Presence of heterojunctions is important for generation of free charge carriers and the dissociation of bound electron-hole pairs in semiconductor nanoparticles. This work presents a theoretical investigation of the effect of core/shell heterojunction on electron-hole interaction in CdSe/ZnS quantum dots. The excitonic wave function in the CdSe/ZnS dots was calculated using the electron-hole explicitly correlated Hartree-Fock (eh-XCHF) method and the effect of successive addition of the ZnS shell on exciton binding energy, electron-hole recombination probability, and the electron-hole separation distance was investigated.
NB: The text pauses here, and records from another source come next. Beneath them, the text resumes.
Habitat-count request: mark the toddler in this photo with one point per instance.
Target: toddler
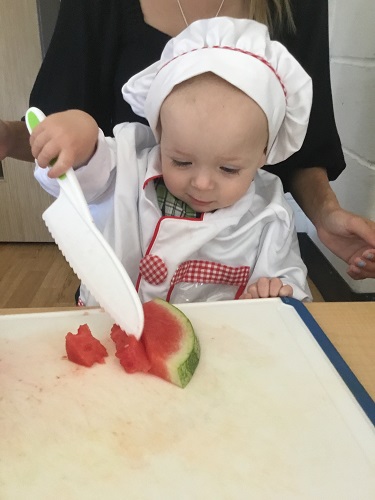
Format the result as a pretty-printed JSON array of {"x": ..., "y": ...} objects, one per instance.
[{"x": 184, "y": 202}]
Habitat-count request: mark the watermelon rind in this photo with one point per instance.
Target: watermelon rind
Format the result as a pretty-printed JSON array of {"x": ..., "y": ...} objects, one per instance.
[{"x": 182, "y": 364}]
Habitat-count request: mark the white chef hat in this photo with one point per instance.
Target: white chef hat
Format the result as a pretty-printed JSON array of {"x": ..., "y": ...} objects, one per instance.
[{"x": 239, "y": 51}]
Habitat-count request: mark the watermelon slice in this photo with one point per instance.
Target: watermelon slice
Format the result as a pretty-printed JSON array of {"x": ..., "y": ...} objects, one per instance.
[
  {"x": 170, "y": 342},
  {"x": 83, "y": 348},
  {"x": 168, "y": 347}
]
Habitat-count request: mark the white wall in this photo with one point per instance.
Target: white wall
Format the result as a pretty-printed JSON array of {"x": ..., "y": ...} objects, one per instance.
[{"x": 352, "y": 46}]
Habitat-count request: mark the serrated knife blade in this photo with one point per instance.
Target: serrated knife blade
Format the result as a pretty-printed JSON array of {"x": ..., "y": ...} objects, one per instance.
[{"x": 91, "y": 257}]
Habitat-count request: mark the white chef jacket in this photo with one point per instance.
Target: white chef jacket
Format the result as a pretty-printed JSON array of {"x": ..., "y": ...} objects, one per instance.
[{"x": 214, "y": 257}]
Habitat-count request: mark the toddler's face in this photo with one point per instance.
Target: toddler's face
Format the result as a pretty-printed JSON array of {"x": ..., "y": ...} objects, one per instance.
[{"x": 213, "y": 140}]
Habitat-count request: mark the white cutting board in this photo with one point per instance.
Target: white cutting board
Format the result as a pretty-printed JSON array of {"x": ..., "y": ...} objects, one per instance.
[{"x": 266, "y": 416}]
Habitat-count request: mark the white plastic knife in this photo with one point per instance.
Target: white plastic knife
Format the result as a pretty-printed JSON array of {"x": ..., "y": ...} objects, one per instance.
[{"x": 93, "y": 260}]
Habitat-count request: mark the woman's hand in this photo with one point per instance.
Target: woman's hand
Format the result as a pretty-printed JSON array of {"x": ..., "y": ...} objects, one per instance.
[
  {"x": 352, "y": 238},
  {"x": 69, "y": 137},
  {"x": 267, "y": 287}
]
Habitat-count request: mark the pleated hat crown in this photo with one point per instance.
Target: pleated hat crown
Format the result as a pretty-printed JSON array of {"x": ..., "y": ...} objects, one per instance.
[{"x": 241, "y": 52}]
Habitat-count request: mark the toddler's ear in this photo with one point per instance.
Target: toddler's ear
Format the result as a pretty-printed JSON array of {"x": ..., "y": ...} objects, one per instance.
[{"x": 262, "y": 159}]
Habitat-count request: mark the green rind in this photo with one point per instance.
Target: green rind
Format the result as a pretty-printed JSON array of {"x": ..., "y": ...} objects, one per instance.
[{"x": 182, "y": 365}]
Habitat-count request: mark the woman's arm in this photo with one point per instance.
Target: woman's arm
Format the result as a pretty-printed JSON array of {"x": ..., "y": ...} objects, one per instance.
[{"x": 347, "y": 235}]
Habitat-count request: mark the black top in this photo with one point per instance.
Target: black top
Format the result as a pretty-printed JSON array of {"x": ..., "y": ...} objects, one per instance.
[{"x": 99, "y": 44}]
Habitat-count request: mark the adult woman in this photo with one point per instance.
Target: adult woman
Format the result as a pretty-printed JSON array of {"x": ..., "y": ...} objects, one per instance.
[{"x": 98, "y": 45}]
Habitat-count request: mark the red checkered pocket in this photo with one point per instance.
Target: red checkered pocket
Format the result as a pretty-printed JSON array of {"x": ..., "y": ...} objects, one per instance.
[{"x": 207, "y": 272}]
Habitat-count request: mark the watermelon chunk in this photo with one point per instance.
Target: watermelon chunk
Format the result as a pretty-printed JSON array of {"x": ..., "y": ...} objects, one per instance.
[
  {"x": 131, "y": 353},
  {"x": 83, "y": 348},
  {"x": 170, "y": 342},
  {"x": 168, "y": 347}
]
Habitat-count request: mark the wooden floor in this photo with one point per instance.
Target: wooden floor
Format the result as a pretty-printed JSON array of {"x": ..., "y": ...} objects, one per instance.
[{"x": 37, "y": 275}]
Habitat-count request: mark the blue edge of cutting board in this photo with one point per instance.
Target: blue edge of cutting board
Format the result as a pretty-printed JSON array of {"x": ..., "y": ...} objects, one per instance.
[{"x": 357, "y": 389}]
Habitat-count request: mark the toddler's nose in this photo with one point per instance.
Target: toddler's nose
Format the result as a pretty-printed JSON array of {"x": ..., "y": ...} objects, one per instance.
[{"x": 202, "y": 181}]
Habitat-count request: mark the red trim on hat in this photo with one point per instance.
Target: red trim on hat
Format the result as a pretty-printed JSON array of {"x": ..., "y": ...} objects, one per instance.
[{"x": 234, "y": 49}]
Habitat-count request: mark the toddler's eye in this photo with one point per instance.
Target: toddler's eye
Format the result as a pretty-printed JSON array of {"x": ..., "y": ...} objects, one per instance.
[
  {"x": 178, "y": 163},
  {"x": 230, "y": 170}
]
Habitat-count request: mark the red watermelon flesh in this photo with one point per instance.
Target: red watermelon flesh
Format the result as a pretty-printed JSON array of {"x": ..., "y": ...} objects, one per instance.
[
  {"x": 83, "y": 348},
  {"x": 168, "y": 347},
  {"x": 170, "y": 342},
  {"x": 130, "y": 352}
]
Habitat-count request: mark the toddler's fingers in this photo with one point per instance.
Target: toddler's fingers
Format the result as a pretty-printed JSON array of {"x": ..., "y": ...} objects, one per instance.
[
  {"x": 252, "y": 291},
  {"x": 263, "y": 288},
  {"x": 275, "y": 286},
  {"x": 364, "y": 266},
  {"x": 286, "y": 291}
]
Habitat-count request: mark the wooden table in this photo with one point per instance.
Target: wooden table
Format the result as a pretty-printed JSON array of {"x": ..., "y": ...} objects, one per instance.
[{"x": 350, "y": 326}]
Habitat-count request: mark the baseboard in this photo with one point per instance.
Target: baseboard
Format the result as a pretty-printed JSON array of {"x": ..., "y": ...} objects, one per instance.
[{"x": 325, "y": 277}]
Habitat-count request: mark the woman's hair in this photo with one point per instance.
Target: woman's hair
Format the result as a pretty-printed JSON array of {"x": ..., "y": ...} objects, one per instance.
[{"x": 273, "y": 13}]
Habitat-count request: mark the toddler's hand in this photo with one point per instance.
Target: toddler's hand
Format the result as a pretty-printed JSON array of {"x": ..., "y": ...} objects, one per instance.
[
  {"x": 267, "y": 287},
  {"x": 70, "y": 136}
]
It was found that the scaling of all the three quantities as a function of dot diameter did not follow conventional volume scaling laws of core-only dots, and the scaling laws were significantly altered due to the presence of the heterojunction. The spatial localization of the quasiparticles in the core/shell quantum dot was analyzed by calculating the 1-particle reduced density from the eh-XCHF wave function and partitioning the density spatially into core and shell regions. It was found that in the 15 nm CdSe/ZnS dot, the relative probability of the electron localization in the shell region was higher than the hole by a factor of 3. The degree of spatial localization of the quasiparticles was found to depend strongly on the initial size of the CdSe core in the core/shell quantum dot. It was found that a reduction in the CdSe core diameter by a factor of 1.7 resulted in an enhancement of the preferential localization of the electron in the shell region by a factor of 11.3. The results demonstrate that large CdSe/ZnS quantum dots with a small CdSe core have the necessary characteristics for efficient exciton dissociation and generation of free charge carriers.